Many biogeochemical systems are by definition complex adaptive system because they meet four criteria: (1) the system consists of diverse agents, (2) the agents are connected, (3) the agents are interdependent, and (4) the system adapts in response to perturbations. Greatly magnified images of soil microorganisms in arid and semiarid soils, as well as lab and field experiments, indicate that soil calcium carbonate is biogenic, at least in part. The biological formation of soil carbonate was investigated to determine if this process is a complex adaptive system. (1) Diverse agents include calcium, carbon dioxide, bicarbonate, pH, water, microorganisms, root hairs, Ca-silicate minerals, atmospheric dust, plants, and climate. (2) Connectivity of the agents was determined with fungal traps and microscope slides inserted into soils. (3) Interdependency was assessed by manipulating Ca and glucose supplies. (4) Adaptability was determined by measuring the amount of calcite formed by soil microorganisms.
Results/Conclusions
Within three weeks soil fungi in both arid and forest soils produced calcium carbonate crystals when supplied with calcium acetate agar.
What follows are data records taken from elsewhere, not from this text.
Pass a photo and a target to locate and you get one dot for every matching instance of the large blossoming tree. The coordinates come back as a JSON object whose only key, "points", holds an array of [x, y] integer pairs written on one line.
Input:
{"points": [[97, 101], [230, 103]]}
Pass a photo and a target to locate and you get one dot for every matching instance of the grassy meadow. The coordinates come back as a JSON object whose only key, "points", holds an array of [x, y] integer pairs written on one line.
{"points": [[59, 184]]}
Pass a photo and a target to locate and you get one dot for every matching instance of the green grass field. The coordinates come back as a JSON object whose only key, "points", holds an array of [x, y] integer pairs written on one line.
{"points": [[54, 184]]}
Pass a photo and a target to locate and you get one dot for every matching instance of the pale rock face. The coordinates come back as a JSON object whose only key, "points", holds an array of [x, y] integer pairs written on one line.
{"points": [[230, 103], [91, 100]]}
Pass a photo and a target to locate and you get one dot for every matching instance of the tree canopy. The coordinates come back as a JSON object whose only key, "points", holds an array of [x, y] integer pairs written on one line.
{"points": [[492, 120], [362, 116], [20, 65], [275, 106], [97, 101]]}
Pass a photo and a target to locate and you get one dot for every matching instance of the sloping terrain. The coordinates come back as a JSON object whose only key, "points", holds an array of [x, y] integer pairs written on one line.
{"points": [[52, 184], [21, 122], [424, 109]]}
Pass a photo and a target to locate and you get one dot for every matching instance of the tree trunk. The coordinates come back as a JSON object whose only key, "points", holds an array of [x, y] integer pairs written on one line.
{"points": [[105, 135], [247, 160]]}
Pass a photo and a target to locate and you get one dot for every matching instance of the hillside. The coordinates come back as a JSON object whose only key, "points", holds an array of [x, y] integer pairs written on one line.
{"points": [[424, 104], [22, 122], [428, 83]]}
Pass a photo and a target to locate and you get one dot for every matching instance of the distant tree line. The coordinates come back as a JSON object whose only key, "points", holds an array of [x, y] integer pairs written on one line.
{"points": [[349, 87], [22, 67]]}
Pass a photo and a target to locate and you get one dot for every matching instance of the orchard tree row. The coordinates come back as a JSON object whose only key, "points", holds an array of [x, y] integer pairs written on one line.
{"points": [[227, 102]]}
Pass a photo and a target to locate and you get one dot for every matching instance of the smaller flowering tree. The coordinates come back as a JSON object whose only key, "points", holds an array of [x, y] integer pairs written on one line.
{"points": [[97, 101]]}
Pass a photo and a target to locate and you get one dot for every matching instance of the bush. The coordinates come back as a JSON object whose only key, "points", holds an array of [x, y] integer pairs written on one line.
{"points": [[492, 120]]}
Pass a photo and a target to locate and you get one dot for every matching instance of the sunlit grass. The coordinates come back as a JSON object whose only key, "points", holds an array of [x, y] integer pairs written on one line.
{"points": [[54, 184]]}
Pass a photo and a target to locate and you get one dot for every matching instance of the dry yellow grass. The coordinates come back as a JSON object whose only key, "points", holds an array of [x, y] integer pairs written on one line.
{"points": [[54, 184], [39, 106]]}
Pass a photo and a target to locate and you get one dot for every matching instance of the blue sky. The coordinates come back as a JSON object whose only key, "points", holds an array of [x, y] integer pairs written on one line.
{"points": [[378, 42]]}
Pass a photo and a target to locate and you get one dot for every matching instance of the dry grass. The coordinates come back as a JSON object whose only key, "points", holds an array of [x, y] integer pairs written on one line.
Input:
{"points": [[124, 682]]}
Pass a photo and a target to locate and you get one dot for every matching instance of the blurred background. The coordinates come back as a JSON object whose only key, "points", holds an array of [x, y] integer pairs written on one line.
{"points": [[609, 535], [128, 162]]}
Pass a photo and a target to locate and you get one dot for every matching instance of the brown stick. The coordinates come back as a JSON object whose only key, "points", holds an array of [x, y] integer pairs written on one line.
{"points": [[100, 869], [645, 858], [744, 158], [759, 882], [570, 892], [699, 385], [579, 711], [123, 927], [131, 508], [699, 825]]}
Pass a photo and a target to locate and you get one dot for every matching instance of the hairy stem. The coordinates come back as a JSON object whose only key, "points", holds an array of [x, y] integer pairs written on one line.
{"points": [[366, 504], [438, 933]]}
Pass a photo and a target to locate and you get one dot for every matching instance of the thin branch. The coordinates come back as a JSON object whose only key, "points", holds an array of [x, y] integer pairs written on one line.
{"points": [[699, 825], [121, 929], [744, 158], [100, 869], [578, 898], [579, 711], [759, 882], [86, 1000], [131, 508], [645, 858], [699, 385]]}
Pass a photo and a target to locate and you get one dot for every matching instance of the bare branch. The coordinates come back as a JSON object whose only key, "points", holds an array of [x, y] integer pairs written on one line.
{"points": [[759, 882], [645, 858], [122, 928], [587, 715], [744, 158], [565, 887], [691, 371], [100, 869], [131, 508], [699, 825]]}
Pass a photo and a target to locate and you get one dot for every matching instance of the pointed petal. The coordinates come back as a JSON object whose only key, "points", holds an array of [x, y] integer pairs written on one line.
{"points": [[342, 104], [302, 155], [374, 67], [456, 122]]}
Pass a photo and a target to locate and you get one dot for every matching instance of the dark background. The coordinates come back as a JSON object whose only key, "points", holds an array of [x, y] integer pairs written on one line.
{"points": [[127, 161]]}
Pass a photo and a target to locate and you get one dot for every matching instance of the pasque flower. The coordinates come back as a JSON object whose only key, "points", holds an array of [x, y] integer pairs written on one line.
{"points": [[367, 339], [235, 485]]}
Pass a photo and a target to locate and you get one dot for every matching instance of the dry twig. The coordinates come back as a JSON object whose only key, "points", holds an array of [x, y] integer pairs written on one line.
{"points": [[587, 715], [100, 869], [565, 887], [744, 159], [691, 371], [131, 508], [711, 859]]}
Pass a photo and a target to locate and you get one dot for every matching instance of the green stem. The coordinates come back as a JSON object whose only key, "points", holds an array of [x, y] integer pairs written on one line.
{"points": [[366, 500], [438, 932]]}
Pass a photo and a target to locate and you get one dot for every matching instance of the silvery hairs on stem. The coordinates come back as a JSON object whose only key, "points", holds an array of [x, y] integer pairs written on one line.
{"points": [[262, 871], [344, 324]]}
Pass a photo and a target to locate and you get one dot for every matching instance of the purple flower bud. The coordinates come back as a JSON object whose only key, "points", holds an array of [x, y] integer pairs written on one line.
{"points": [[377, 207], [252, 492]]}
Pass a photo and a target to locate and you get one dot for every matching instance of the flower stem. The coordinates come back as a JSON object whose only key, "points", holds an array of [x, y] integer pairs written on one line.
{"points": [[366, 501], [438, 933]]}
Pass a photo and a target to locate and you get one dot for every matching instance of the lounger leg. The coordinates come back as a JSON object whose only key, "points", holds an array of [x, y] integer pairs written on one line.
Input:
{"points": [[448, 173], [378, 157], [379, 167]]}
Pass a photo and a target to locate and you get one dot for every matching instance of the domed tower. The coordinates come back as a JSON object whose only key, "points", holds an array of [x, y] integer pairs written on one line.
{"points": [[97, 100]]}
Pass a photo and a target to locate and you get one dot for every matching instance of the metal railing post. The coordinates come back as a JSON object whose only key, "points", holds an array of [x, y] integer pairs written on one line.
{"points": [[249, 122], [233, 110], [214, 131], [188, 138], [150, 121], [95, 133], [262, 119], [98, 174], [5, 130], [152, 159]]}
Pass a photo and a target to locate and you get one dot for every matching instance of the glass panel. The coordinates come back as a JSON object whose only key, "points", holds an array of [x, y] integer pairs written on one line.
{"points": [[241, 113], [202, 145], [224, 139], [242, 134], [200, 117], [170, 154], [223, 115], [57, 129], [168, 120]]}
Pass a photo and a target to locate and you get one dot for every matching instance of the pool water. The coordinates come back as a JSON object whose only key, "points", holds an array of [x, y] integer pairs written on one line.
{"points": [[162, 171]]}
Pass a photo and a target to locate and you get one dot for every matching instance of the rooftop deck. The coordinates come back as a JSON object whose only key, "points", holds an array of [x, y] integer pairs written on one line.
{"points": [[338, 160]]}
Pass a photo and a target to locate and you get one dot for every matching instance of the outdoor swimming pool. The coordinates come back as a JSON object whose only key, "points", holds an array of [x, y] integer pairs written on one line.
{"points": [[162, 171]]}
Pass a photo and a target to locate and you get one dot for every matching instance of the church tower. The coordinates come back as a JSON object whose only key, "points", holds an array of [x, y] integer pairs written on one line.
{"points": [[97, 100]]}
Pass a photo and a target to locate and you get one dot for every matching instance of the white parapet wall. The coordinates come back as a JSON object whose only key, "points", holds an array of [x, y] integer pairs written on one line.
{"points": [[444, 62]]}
The results reveal that the agents are connected and interdependent and that calcite biomineralization is an adaptive complex system ultimately linked to continental scale biomes and global climatic regions. Because soil carbonate is the third largest C pool in the active global carbon cycle, containing at least 800 x petagrams of carbon, thus exceeding the amount in the atmosphere (ca. 750 petagrams) or in land plants (ca. 560 petagrams) viewing soil carbonate as a biological complex adaptive system can advance our understanding of the global carbon cycle and carbon sequestration as inorganic carbon.